"Benden korkuyor musun sevgilim?" Diye sordu yüzündeki kırgınlığı gizleyemez bir şekilde. Onu ilk defa gizlendiği maskenin ardından görebiliyordum. Bütün çıplaklığıyla, bütün gerçeğiyle.
"Korkması gereken kişi sensin." Dedim bastıra bastıra. Yüz ifadesi gevşedi. Bana attığı birkaç adım beni gererken onu daha da rahatlatmış gibi görünüyordu.
"Bütün benliğimi sana teslim etmişken, neden senden korkayım?" Fütursuzdu. Hayatıma girdiği gibi, yer edindiği gibi fütursuzdu. Onca şeye rağmen bunu söyleyebiliyor, kafamı karıştıracağını sanıyordu.

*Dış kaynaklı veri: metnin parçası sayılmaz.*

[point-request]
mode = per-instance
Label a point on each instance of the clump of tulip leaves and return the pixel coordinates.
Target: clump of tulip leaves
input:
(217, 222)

"Park Jimin-ssi, Kitty Gang adlı çetenin elebaşı olmaktan ve sekiz insanın ölümünün sebebi olmaktan tutuklusunuz. Konuşmama hakkına sahipsiniz, karakola vardığımızda avukatınızla görüşebilirsiniz."
Bunu bizim sonumuz sanmıştım ve yeniden yanılmıştım. Park Jimin için bizim hikayemizin bir sonu olamazdı.